On another occasion, Mr. Lincoln had an engagement with McClellan and two other officers. McClellan paid no attention to the appointment. The other officers spoke their minds freely in re

gard to McClellan's treatment of the President. But Lincoln was not moved from his consistent purpose to think only of McClellan's value to the country.

McClellan had at last to go. He would not fight, and fighting after all was his official business. There was no other reason why he should be the Commander of the Army. But in his disposition of McClellan's case as in that of Seward, Stanton, Chase, and Blair, Lincoln was never thinking of himself, intent only on the fulfilment of his oath of office to preserve the Union, living out the words of the Man of Nazareth.

CHAPTER XXXI

THE CHARM OF SIMPLE GOODNESS

As a wilderness lad in Kentucky, as a youth in the wilds of Indiana, as a struggling man in Illinois, and finally, as bearer of the Nation's burdens, it could be said of Lincoln as Wordsworth wrote of Milton:

So didst thou travel on life's common way,
In cheerful godliness; and yet thy heart
The lowliest duties on itself did lay.

There still lives in Springfield an aged woman who told a recent visitor that when she was a little girl waiting with trunk packed to take her first railway journey, Mr. Lincoln passed the house and finding her in tears lest she should miss her train, took her cheerily by the hand, flung her trunk upon his stalwart shoulder, and got her to the train in time.

Mr. Lincoln's visit to the Five Points Mission in New York can never be forgotten, if only to recall how little children gathered round him and

called forth from the Great Commoner the quiet comment to his friend: "I have now a better understanding than ever before of what the Saviour meant when He said 'Of such is the Kingdom of Heaven.'

Lincoln loved to play with children. When Miss Tarbell in the nineties was preparing her biography of Lincoln, she found still living in Washington men and women who as children there in the sixties had played with Lincoln. Said Mr. Francis P. Blair, "the boys for hours at a time played 'town ball' on the vast lawn at his grandfather's place near Washington, and Mr. Lincoln drove out there frequently and would join ardently in the sport. I remember vividly how he ran with the children; how long were his strides and how far his coat-tails stuck out behind, and how we tried to hit him with the ball as he ran the bases. He entered into the spirit of the play as completely as any of us."
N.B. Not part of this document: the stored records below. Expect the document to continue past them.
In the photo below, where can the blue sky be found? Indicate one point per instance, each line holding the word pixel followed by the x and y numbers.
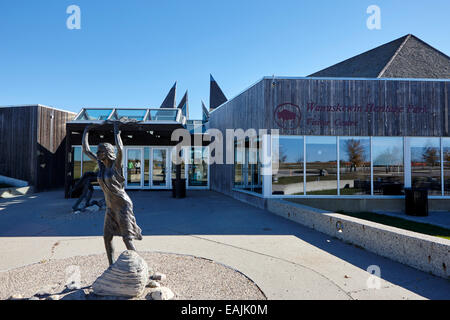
pixel 129 53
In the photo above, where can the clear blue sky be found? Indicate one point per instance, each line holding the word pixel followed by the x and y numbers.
pixel 129 53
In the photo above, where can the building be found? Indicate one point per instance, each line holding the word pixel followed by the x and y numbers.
pixel 32 144
pixel 357 133
pixel 148 147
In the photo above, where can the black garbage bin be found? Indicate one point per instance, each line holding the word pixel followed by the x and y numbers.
pixel 179 188
pixel 416 202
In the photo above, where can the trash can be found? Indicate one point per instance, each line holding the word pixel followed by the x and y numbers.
pixel 179 188
pixel 416 202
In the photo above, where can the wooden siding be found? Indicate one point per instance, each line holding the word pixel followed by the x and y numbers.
pixel 32 145
pixel 245 112
pixel 424 106
pixel 51 144
pixel 256 108
pixel 18 142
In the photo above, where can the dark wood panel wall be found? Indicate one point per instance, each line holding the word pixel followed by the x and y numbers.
pixel 244 112
pixel 18 142
pixel 357 107
pixel 51 147
pixel 334 107
pixel 32 145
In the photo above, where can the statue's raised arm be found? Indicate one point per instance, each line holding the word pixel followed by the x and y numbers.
pixel 119 146
pixel 86 148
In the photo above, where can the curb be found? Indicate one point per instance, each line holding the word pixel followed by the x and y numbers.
pixel 15 192
pixel 423 252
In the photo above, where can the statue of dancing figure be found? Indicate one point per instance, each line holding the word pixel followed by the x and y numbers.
pixel 119 216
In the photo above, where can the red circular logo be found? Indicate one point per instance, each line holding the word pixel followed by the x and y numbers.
pixel 287 116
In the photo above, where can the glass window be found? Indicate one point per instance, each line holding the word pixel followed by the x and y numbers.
pixel 174 166
pixel 76 151
pixel 446 151
pixel 88 164
pixel 159 167
pixel 134 114
pixel 388 170
pixel 354 166
pixel 94 114
pixel 146 166
pixel 253 165
pixel 162 115
pixel 198 168
pixel 321 166
pixel 426 164
pixel 239 160
pixel 287 165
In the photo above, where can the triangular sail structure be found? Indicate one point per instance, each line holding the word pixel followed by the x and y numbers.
pixel 205 113
pixel 170 100
pixel 216 95
pixel 406 57
pixel 184 105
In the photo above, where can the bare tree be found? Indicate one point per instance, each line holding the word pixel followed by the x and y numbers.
pixel 355 151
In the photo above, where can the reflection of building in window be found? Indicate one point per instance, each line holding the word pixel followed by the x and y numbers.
pixel 321 165
pixel 247 169
pixel 426 164
pixel 354 166
pixel 287 166
pixel 198 167
pixel 388 171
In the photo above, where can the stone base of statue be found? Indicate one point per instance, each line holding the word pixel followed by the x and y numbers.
pixel 127 277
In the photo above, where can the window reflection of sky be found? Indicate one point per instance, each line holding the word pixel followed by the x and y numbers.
pixel 321 149
pixel 387 151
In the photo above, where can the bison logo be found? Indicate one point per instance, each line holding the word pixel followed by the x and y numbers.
pixel 288 116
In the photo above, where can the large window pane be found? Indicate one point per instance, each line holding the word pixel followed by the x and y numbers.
pixel 388 171
pixel 159 167
pixel 76 162
pixel 174 165
pixel 146 166
pixel 239 160
pixel 198 168
pixel 321 166
pixel 426 164
pixel 129 114
pixel 94 114
pixel 446 149
pixel 254 177
pixel 287 166
pixel 89 165
pixel 354 153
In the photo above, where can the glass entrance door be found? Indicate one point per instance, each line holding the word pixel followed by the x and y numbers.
pixel 134 166
pixel 160 168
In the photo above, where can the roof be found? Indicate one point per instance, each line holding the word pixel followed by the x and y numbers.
pixel 406 57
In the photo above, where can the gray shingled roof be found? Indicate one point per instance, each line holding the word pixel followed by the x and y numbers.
pixel 406 57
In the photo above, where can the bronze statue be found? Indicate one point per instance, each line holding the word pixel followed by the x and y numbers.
pixel 119 216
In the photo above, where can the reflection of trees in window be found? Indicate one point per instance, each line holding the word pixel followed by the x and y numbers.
pixel 430 156
pixel 389 158
pixel 355 151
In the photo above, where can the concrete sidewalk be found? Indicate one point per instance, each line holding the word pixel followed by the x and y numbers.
pixel 286 260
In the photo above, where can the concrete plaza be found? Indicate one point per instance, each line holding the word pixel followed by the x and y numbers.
pixel 285 259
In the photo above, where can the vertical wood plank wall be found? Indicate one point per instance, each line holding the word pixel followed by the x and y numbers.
pixel 32 145
pixel 17 142
pixel 256 108
pixel 51 144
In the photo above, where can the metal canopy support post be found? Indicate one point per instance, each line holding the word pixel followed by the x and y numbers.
pixel 266 165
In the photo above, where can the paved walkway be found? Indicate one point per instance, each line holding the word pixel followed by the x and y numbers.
pixel 286 260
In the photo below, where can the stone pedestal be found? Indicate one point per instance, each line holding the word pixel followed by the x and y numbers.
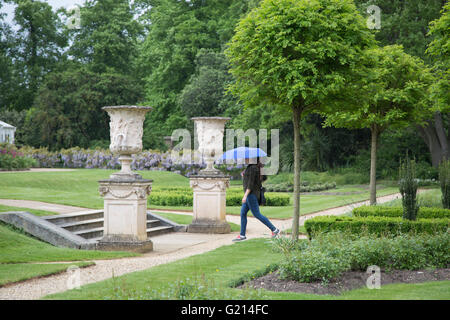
pixel 209 204
pixel 125 214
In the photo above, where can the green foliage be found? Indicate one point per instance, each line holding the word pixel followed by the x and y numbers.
pixel 408 189
pixel 38 47
pixel 168 59
pixel 184 197
pixel 378 211
pixel 444 178
pixel 404 22
pixel 108 37
pixel 204 93
pixel 375 225
pixel 287 52
pixel 438 49
pixel 326 257
pixel 12 159
pixel 68 107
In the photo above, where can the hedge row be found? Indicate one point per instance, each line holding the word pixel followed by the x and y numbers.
pixel 380 226
pixel 282 187
pixel 378 211
pixel 165 198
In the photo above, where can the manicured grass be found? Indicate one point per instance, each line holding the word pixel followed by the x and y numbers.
pixel 315 203
pixel 75 188
pixel 228 264
pixel 185 219
pixel 10 273
pixel 16 247
pixel 80 188
pixel 33 211
pixel 222 265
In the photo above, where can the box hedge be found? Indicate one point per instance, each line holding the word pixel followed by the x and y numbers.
pixel 380 226
pixel 185 199
pixel 379 211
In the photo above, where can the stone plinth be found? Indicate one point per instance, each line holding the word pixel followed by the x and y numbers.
pixel 125 214
pixel 209 204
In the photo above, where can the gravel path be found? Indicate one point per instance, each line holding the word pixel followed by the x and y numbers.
pixel 168 248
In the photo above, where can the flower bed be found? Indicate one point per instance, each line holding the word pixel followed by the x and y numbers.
pixel 329 255
pixel 380 226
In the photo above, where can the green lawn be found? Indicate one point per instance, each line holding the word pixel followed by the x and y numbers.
pixel 16 247
pixel 33 211
pixel 10 273
pixel 80 188
pixel 226 265
pixel 17 250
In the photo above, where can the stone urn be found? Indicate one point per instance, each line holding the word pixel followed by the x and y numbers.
pixel 210 133
pixel 126 128
pixel 125 193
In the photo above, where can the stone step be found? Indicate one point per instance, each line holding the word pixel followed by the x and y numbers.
pixel 83 225
pixel 90 233
pixel 151 223
pixel 67 218
pixel 152 232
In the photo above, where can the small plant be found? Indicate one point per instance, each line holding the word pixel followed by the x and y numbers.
pixel 444 178
pixel 408 189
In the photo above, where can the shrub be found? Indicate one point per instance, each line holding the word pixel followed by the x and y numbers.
pixel 329 255
pixel 408 189
pixel 444 178
pixel 184 197
pixel 377 211
pixel 12 159
pixel 376 225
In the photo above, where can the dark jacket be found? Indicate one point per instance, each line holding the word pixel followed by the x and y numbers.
pixel 252 180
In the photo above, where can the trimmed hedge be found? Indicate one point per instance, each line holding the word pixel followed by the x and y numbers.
pixel 380 226
pixel 378 211
pixel 185 199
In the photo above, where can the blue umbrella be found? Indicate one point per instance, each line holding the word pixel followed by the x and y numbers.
pixel 243 153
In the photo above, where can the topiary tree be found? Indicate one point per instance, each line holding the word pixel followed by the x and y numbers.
pixel 408 189
pixel 444 178
pixel 392 92
pixel 295 55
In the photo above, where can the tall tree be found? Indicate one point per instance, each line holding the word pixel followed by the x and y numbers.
pixel 108 36
pixel 437 131
pixel 67 111
pixel 297 54
pixel 407 23
pixel 6 64
pixel 178 30
pixel 39 46
pixel 394 88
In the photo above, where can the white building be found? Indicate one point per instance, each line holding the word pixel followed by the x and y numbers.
pixel 6 133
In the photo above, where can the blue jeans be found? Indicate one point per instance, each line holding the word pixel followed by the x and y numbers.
pixel 252 204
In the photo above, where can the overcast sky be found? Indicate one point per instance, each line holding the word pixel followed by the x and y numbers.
pixel 9 9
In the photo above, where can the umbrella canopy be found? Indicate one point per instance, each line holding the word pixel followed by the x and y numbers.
pixel 243 153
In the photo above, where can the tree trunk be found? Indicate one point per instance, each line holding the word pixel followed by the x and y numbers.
pixel 373 165
pixel 433 133
pixel 297 113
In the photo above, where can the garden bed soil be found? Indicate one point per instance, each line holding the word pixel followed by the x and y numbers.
pixel 348 281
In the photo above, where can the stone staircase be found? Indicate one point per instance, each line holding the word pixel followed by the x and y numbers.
pixel 89 224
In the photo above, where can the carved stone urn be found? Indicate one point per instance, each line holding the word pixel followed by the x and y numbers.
pixel 210 132
pixel 209 186
pixel 125 193
pixel 126 128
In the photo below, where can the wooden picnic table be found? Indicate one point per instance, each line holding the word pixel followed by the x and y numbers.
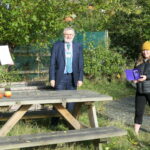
pixel 58 99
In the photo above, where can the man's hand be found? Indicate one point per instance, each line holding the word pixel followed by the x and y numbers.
pixel 52 83
pixel 79 83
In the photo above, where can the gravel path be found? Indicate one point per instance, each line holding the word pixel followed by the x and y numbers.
pixel 123 110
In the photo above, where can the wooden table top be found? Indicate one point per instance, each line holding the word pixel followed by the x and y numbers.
pixel 28 97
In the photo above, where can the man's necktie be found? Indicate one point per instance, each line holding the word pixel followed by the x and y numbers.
pixel 68 45
pixel 68 60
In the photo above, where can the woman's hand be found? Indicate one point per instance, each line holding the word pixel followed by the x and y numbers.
pixel 142 78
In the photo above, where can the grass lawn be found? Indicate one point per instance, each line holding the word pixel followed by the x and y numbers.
pixel 117 89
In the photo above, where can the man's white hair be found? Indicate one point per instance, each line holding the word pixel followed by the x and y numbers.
pixel 69 28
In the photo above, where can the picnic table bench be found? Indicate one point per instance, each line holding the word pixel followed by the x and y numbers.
pixel 42 139
pixel 58 99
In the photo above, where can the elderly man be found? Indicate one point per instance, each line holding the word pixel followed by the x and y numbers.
pixel 66 65
pixel 66 69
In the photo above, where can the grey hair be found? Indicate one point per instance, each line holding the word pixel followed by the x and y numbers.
pixel 69 28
An aged conductor of the Chicago and Alton Railroad tells a story which illustrates the mysterious distinction simple goodness gave to Lincoln. Many famous men were wont to travel on that road: Stephen A. Douglas, Norman Judd, Lyman Trumbull, David Davis, as well as Abraham Lincoln.

He was the most folksy of any of them [said the conductor to Mr. J. E. Edwards]. He put on no airs. He did not hold himself distant from any man; but there was something about him which we plain people couldn't explain that made us stand a little in awe of him. I now know what it was, but didn't then. It was because he was a greater man than any other we had ever seen. You could get near him in a sort of neighbourly way, as though you had always known him, but there was something tremendous between you and him all the time. I have eaten with him many times at the railroad eating houses, and you get very neighbourly if you eat together in a railroad restaurant. At least we did in those days. Everybody tried to get as near Lincoln as possible when he was eating because he was such good company, but we always looked at him with a kind of wonder. We couldn't exactly make him out. Sometimes I would see what looked like a dreadful loneliness in his face, and I used to wonder what he was thinking about. Whatever it was he was thinking all alone. It wasn't a solemn look, like Stephen A. Douglas sometimes had. Douglas sometimes made me think of an owl. He used to stare at you with his great dark eyes in a way that frightened you. Lincoln never frightened anybody. No one was afraid of him, but there was something about him that made plain folks feel toward him a good deal as a child feels toward his father, because you know every child looks upon his father as a wonderful man.

Frederick Douglass-not long up from slavery --became a man of consequence in Civil War days.